Повесть А. Соболя «Салон-вагон» стала заметным событием в литературной жизни Москвы начала 1920-х годов и вызвала массу споров в критике. Об этом свидетельствует М. Чудакова: «В это лето (1922 г.) в Москве читали и обсуждали книгу А. Соболя «Обломки» и особенно повесть «Салон-вагон»14. Подтверждается это и несколькими переизданиями повести15, а также многочисленными рецензиями, зачастую прямо противоположными в оценке произведения15.
Самым первым откликнулся на издание сборника орган Госиздата журнал «Печать и революция», в котором в том же 1923 г. появляется рецензия И.А.Аксенова. Автор этой рецензии, как и других, выражавших официальную, принятую точку зрения, не стесняется в выражениях: «Герои повестей А. Соболя настолько ничтожны, настолько не нужны никому, ни при каком положении вещей, что ломать их и не приходилось: они просто сор, который не бьют, а подметают»; «одолеть этот сборник вряд ли у кого хватит терпения, а дочитавший будет жалеть о потерянном времени»17.
Сосредоточенность писателя на определенном типе героя «бывшего» человека, вырванного из привычной среды силой обстоятельств, сопротивляться которым бессмысленно, и находящегося в постоянном поиске «правды, которой нет имени» воспринималась И. Аксеновым, С. Городецким18 и другими критиками как идеологический перекос в сознании автора, а импульсивная, экспрессивная и глубоко субъективная манера письма как следствие «идеологической растрепанности» и «политической расхлябанности».
Критика не столь политизированной прессы была не так агрессивна, однако и здесь чаще всего авторы рецензий ограничиваются поверхностным обзором произведений. Так, в своей рецензии в журнале «Книгоноша» А. Придорогин19 дает пересказ основных произведений сборника, не делая никаких выводов и заключений. О степени внимательности и аккуратности автора по отношению к рассматриваемым текстам говорит хотя бы то, что главный герой одного из рассказов обретает по его воле новую фамилию: старый барон Фьюбель-Фьютценау становится Фьювен-Фьютценау, а рассказ о старом еврее, пытающемся эмигрировать из России в поисках «земли обетованной» и «своего по праву неба», меняет свое название с «Погреба» на «Погром».
В итоге автор рецензии пытается определить «социальный смысл книги». Но его слова о том, что «жизнь сметает ненужных, недужных людей и у читателя сама собой (т.е. не без участия автора) возникает мысль о том, что новое, что сметает «обломки», сильнее и имеет большее право на существование»20, звучат слишком пафосно и натянуто.
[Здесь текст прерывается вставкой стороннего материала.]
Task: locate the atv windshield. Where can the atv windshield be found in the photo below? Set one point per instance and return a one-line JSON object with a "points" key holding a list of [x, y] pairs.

Возможно, это попытка хоть как-то притянуть тексты к нужной идеологической позиции или просто нежелание критика увидеть истинный смысл произведений.
Современная писателю критика, озабоченная прежде всего идейным содержанием повести и «идеологическим багажом»21 ее автора, целиком и полностью сосредоточилась на содержании произведений, пытаясь выявить их революционность/контрреволюционность, оставив в стороне вопросы формы воплощения этого содержания как выражения активного ценностного отношения автора-творца.
Однако не для всех критиков идеологически выдержанное содержание было главным критерием в оценке произведения. П. Жаров в своей рецензии, опубликованной в журнале «Красная новь», рассматривает книгу А. Соболя «Обломки» как «симфонию стихии рока»22, как попытку услышать и запечатлеть ту самую «музыку революции», о которой писал А. Блок. Автор рецензии не пересказывает сюжеты произведений, но стремится передать общее впечатление, дать почувствовать специфическую текстуру книги А. Соболя: «Здесь в большое, увлекательно-излитое и живо выписанное полотно втянута старая, превращающаяся Россия, ее движущаяся масса: армия, тыл, беженцы, народ, в гремучей пестроте и движении, в многоличии и многообразии стройно несущихся хоров, общего вблизи распадающегося на единицы, на множество, на отдельности, на неповторимости, на лица, на единственное, однажды пережитое чувство»23. При этом П. Жаров, в отличие от других критиков, рассматривает произведения А. Соболя в неразрывном единстве формы и содержания говоря о том, что написано, он обязательно обращает внимание на то, как это написано, отмечая «превосходный эпический такт: спокойствие, мерность, сгущенность и нужный эпитет»24. Но особое значение для нас имеет то, что П. Жаров делает попытку определить место А. Соболя в литературном контексте, помещая его на границе между реалистами и экспрессионистами и указывая на «генетическую связь» с Л. Андреевым, А. Блоком и Ф. Достоевским.